STOCKHOLM, Sweden — Swedish police arrested two maintenance workers on suspicion of plotting sabotage after they tried to enter a nuclear power plant Wednesday while carrying traces of a powerful explosive like that used in the 2005 London transit bombings, officials said.
The plant’s operator, OKG, said no bomb was found and the incident did not pose a threat to the Oskarshamn generating station, which provides 10 percent of Sweden’s electricity.
Experts said a bagful of the suspected explosive would not be powerful enough to damage a nuclear reactor but could wreak havoc in a power plant’s control room.
Police with bomb-sniffing dogs searched the plant 150 miles south of Stockholm and were examining a substance detected on a plastic bag carried by one of the workers. It was believed to be triacetone triperoxide, or TATP, which is extremely dangerous even in tiny amounts.
“It’s not something you use at home,” said Anders Osterberg, a spokesman for plant operator OKG. “We’re not dealing with toys here.”
The two men were contractors hired to do maintenance work on one of the facility’s three reactors, which was shut down May 11 for an annual check, plant spokesman Roger Bergman said.
Police said one of the men was born in 1955 and the other in 1962 and both were Swedish citizens. The older suspect was “known to police” from prior investigations, police spokesman Sven-Erik Karlsson said.
TATP is highly explosive, and a tiny amount would be enough to blow off a person’s hand, said Svante Karlsson, a weapons expert at the Swedish Defense Research Agency.
He said it had no civilian uses. “It is very unstable, very sensitive to both friction and shocks.”
Security experts said that until about a decade ago, peroxide-based bombs were mostly set off by young pranksters, but then Palestinian militants began using the easy-to-make chemical cocktail for suicide bombings.

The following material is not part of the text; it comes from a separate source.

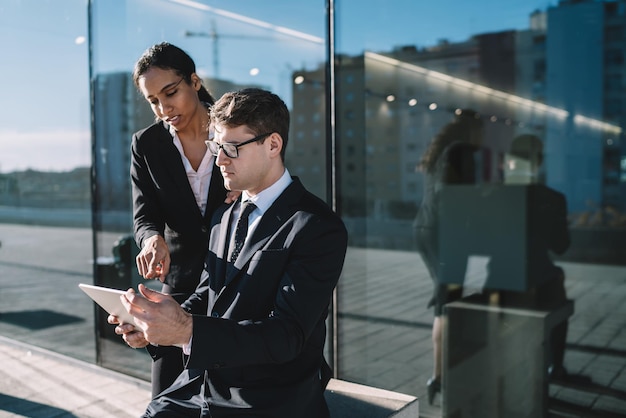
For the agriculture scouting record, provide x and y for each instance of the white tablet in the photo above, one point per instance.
(109, 300)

John Pike, a defense analyst at Global Security in Alexandria, Va., said TATP is less powerful than TNT but has the advantage of being easy to make.
“It’s considerably less powerful than TNT but it will still do the trick,” he said, adding that the explosive needs to be used in a confined space, such as an airplane cabin, to be effective.
Pike said a small amount of TATP was not potent enough to damage the thick metal and concrete walls that shield Western-style nuclear reactors. But he said it could easily “knock hell” out of a reactor control room and put a plant out of operation.